The IDX feature that allows to drop tags from the header was added only later and the specification reflects this non-ideal situation. I agree it's awkward, but the behavior is intended.
Yes, this looks a lot like "we have implemented this hack to do X" and "oh, the format is now incompatible to before, let's just standardize the hack"...
Anyway, just to have this clear:
Since this is not clearly defined in the spec, do you think that these two points are required to write files that are compatible with htslib and bcftools or is this merely the "flavor" of implementation used there?

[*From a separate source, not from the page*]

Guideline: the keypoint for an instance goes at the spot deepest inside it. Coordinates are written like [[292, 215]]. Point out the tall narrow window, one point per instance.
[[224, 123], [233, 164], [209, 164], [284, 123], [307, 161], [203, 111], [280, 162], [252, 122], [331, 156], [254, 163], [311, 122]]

Not exactly a naive hack like that. The code that later became HTSlib was developed first and unofficially more or less defined what BCF format looks like. In the original implementation it was not possible to remove header lines without recoding the whole BCF body and adding the IDX tag this way was the least problematic way to allow it, otherwise more significant and breaking changes in core structures of HTSlib and the format itself would have to be made, and HTSlib was already out there in public at that point.
I should emphasize that this less hacky than it seems. The VCF specification clearly states that there are two dictionaries, one for contigs and one for strings. Therefore the first occurence of the tag X
across all FILTER, INFO, FORMAT columns defines its index, and it is independent of X
defined in contigs and vice versa. This results in two number sequences, as in this example:
##FILTER=<ID=PASS,Description="..",IDX=0>
##contig=<ID=X,IDX=0>
##contig=<ID=Y,IDX=1>
##FILTER=<ID=X,Number=1,Type=String,Description="..",IDX=1>
##FILTER=<ID=Y,Number=1,Type=String,Description="..",IDX=2>
##INFO=<ID=X,Number=1,Type=String,Description="..",IDX=1>
##INFO=<ID=Y,Number=1,Type=String,Description="..",IDX=2>
##FORMAT=<ID=X,Number=1,Type=String,Description="..",IDX=1>
##FORMAT=<ID=Y,Number=1,Type=String,Description="..",IDX=2>
I think we should migrate this to the hts-specs repository (@pd3 - see Transfer Issue in github interface, or I can do it if you wish). The question is about the language in the VCF specification as much as it is about one specific implementation. It definitely needs improving. It doesn't even state it's numeric, let alone that it starts from 0 rather than 1 and counts up sequentially. There are no examples containing this, so it's not something a reader can determine short of using specific implementations of the specification. I understand that the software came first, but the spec should be accessable as the primary source to understanding the format.
I have questions though that need considering for when we're updating the specification.
Is this a bcftools/htslib-only thing, or does htsjdk also handle this in the same manner? If the former, it should probably be dropped from the specification entirely given extra program-specific header fields are permitted as it's currently underspecified. If it's used by other tools, then it'll need a major overhaul in the spec.
What is a "dictionary-defining record"? It's confusng because the paragraph above (see original quote) mentions ##dictionary
but you example doesn't have that. Is it meaning anything with an "ID" key (ie not ##fileDate
for example). This needs tightly defining.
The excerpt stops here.